Use add() to place the wrapper in the tree, then addInterface() so Root start/stop sequencing manages the transport lifecycle.

import pyrogue as pr
import pyrogue.protocols
import pyrogue.utilities.fileio
import rogue.protocols.srp

class MyRoot(pr.Root):
    def __init__(self):
        super().__init__(name='MyRoot')

        # Add bundled UDP + RSSI + packetizer stack.
        self.add(pyrogue.protocols.UdpRssiPack(
            name='Net',
            server=False,
            host='10.0.0.5',
            port=8192,
            jumbo=True,
            packVer=2,
            enSsi=True,
        ))
        # Register managed interface lifecycle with Root.
        self.addInterface(self.Net)

        # VC 0: register/memory path (for Device memBase)
        srp = rogue.protocols.srp.SrpV3()
        self.Net.application(dest=0) == srp

        # VC 1: data path to file writer
        self.add(pyrogue.utilities.fileio.StreamWriter(
            name='DataWriter'
        ))
        self.Net.application(dest=1) >> self.DataWriter.getChannel(1)

        # Example memory-mapped device:
        self.add(MyDevice(name='Dev', memBase=srp, offset=0x0))

Lifecycle Notes

  • Root-managed mode: Add UdpRssiPack to the tree and register it via Root.addInterface(...).

  • Standalone mode: Direct scripts can call wrapper start/stop commands (or _start / _stop) when no Root lifecycle manager is present.

  • Managed Interface Lifecycle reference: Example: Runtime Work In _start() And _stop()

Server Mode (Less Common)

server=True is typically used for software peer links, integration tests, or cases where the remote endpoint must initiate the connection to Rogue.
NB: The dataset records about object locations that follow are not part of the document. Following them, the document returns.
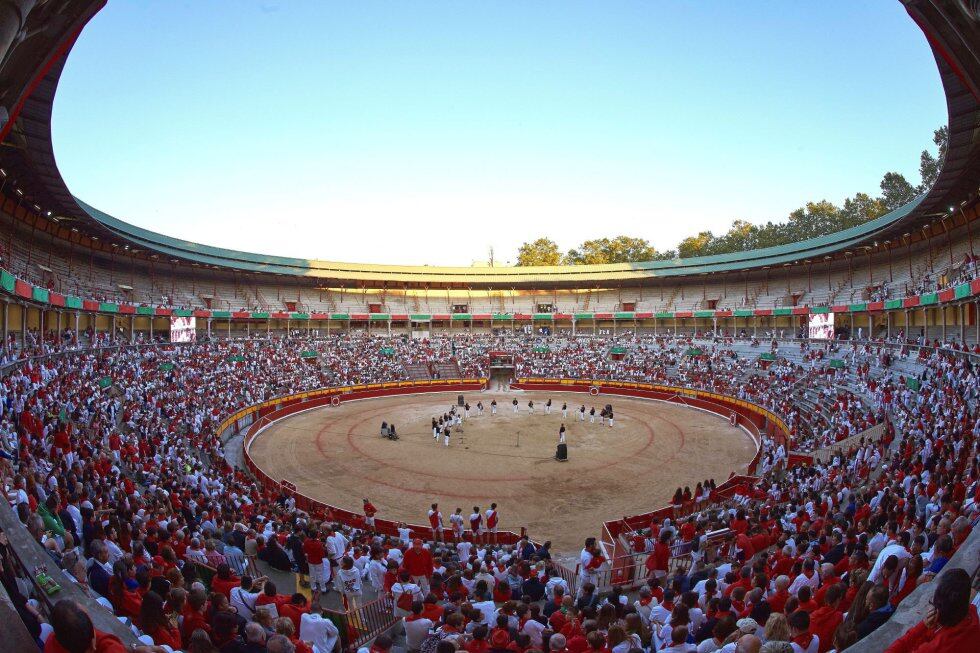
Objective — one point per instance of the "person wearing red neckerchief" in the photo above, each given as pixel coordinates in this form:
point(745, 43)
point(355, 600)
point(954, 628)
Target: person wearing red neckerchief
point(803, 640)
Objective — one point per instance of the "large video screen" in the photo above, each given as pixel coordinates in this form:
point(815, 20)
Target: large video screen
point(182, 329)
point(822, 326)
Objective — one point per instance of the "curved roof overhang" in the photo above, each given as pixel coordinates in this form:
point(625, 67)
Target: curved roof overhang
point(953, 32)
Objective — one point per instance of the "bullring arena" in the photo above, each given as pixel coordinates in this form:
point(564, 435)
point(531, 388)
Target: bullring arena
point(191, 442)
point(336, 454)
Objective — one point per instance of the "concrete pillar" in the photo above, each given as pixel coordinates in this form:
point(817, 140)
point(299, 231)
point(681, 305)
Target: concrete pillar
point(963, 323)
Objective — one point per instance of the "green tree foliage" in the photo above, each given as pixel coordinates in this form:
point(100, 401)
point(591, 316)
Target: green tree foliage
point(812, 220)
point(699, 245)
point(896, 191)
point(621, 249)
point(542, 251)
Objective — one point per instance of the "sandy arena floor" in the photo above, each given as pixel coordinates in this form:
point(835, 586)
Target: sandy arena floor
point(336, 454)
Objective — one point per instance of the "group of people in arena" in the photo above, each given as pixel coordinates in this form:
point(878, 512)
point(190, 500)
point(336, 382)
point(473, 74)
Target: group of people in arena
point(110, 461)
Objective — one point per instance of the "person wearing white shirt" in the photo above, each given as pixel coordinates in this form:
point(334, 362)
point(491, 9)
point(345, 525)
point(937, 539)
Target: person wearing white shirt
point(534, 629)
point(416, 629)
point(243, 597)
point(897, 548)
point(319, 631)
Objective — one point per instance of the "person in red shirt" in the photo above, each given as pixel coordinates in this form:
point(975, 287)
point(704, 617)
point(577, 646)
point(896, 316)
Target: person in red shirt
point(951, 622)
point(479, 643)
point(778, 600)
point(154, 622)
point(418, 563)
point(369, 512)
point(659, 559)
point(294, 609)
point(194, 619)
point(315, 553)
point(799, 625)
point(825, 620)
point(284, 626)
point(224, 580)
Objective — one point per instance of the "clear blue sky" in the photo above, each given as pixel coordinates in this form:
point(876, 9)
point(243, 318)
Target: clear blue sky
point(420, 132)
This is not the common deployment for FPGA RSSI endpoints.

self.add(pyrogue.protocols.UdpRssiPack(
    name='Net',
    server=True,
    port=8192,
    jumbo=True,
    packVer=2,
    enSsi=True,
))
self.addInterface(self.Net)

Available Helper Methods/Commands

  • application(dest): Return packetizer application endpoint for a destination VC.

  • countReset(): Reset RSSI counters.

  • start / stop: Local commands exported by the wrapper device for link control.

Logging

UdpRssiPack itself is a PyRogue Device, so any wrapper-level Python log messages follow normal PyRogue logger naming. Most transport/protocol debug output, however, comes from the underlying Rogue C++ modules:

  • pyrogue.udp.Client / pyrogue.udp.Server

  • pyrogue.rssi.controller

  • pyrogue.packetizer.Controller

Configuration example:

import rogue

rogue.Logging.setFilter('pyrogue.udp', rogue.Logging.Debug)
rogue.Logging.setFilter('pyrogue.rssi', rogue.Logging.Debug)
rogue.Logging.setFilter('pyrogue.packetizer', rogue.Logging.Debug)

In practice, enable the underlying protocol loggers rather than relying on any wrapper-level Python logging when debugging link behavior.

Relationship To The Lower-Level Modules

UdpRssiPack is the right page when you want the preassembled wrapper and tree-visible RSSI controls. If you need to reason about the transport behavior itself, or to build a custom stack without the wrapper, move to the direct protocol pages for UDP, RSSI, and packetizer. Those pages stay focused on the underlying rogue.protocols.* modules rather than on the convenience device.